Johana Martínez
- Full name: Johana Martinez Vega
- Country (sports): Colombia
- Born: 31 October 1980 (age 44) Bogotá, Colombia
- Plays: Right-handed (one-handed backhand)

Singles
- Highest ranking: No. 21 (10 October 2011)
- Current ranking: No. 177 (23 August 2021)

Other tournaments
- Paralympic Games: 1R (2008, 2020)

Doubles
- Paralympic Games: QF (2012)

Medal record
Parapan American Games
| Silver medal – second place | 2011 Guadalajara | Women's doubles |
| Silver medal – second place | 2015 Toronto | Women's doubles |
| Silver medal – second place | 2019 Lima | Women's doubles |

= Johana Martínez =

Colombian wheelchair tennis player

Johana Martínez Vega (born 31 October 1980) is a Colombian wheelchair tennis player.
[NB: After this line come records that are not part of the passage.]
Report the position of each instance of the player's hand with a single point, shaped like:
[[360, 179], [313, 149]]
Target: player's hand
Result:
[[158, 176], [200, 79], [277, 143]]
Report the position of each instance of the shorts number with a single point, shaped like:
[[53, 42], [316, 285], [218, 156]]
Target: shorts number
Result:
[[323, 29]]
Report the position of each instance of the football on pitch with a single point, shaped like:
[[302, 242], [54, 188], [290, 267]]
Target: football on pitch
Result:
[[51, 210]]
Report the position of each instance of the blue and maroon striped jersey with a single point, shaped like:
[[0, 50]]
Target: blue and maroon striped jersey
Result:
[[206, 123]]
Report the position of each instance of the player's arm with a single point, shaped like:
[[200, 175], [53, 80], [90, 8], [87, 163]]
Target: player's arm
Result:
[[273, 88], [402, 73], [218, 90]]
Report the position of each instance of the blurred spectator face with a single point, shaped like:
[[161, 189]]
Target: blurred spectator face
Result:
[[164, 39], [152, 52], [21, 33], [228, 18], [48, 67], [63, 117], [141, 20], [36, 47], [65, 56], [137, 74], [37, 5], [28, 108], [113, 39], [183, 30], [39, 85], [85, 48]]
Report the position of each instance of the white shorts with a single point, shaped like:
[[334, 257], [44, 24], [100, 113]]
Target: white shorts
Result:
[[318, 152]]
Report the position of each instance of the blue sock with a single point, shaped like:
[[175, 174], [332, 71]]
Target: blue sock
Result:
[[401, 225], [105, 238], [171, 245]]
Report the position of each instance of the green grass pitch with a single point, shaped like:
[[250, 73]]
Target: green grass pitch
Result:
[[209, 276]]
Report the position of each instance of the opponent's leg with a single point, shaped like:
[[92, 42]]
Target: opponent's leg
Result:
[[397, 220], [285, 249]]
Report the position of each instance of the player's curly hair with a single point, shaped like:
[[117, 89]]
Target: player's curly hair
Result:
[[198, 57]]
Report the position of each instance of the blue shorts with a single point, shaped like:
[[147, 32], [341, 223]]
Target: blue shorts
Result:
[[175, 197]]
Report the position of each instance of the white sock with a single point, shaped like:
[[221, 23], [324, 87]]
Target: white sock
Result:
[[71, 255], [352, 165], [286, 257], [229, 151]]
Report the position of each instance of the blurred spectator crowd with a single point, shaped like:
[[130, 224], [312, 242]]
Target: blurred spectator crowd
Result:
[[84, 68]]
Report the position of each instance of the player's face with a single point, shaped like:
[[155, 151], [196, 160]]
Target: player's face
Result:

She is a three-time silver medalist at the Parapan American Games in the women's doubles events in 2011, 2015 and 2019. She often collaborates with compatriot Angélica Bernal in women's doubles events. She is the first ever South American female wheelchair tennis player to have competed at the Paralympics.

== Biography ==
She was born with cerebral palsy. She took up the sport of wheelchair tennis in 2003. She graduated as a sports manager from the Francisco José de Caldas District University.

She made her maiden appearance at the Paralympics representing Colombia at the 2008 Summer Paralympics. She also went onto become the first Colombian wheelchair tennis player as well as the first woman wheelchair tennis player from South America to take part at the Paralympics. She competed in the women's singles event and was eliminated by Belgium's Annick Sevenans in the round of 32 at the 2008 Summer Paralympics. She also participated at the 2012 Summer Paralympics and eventually reached quarterfinals of the women's doubles event.

She could not compete at the 2016 Summer Paralympics after undergoing a surgery. In January 2019, she along with Johanna Sossa were jointly named as Americas Paralympic Committee Athlete of the Month for January following their performances which led Colombia to qualify for the 2019 ITF World Team Cup Finals.

She won the 2020 UNIQLO Spirit Award which was awarded by the International Tennis Federation. She was nominated by the Colombian Tennis Federation for the 2020 UNIQLO Spirit Award in recognition of her outstanding contributions to wheelchair tennis in Colombia both as a player and ambassador of the sport for nearly 20 years.

She also represented Colombia at the 2020 Summer Paralympics in her third as well as final Paralympics at the age of 40 and competed in both women's singles and women's doubles events.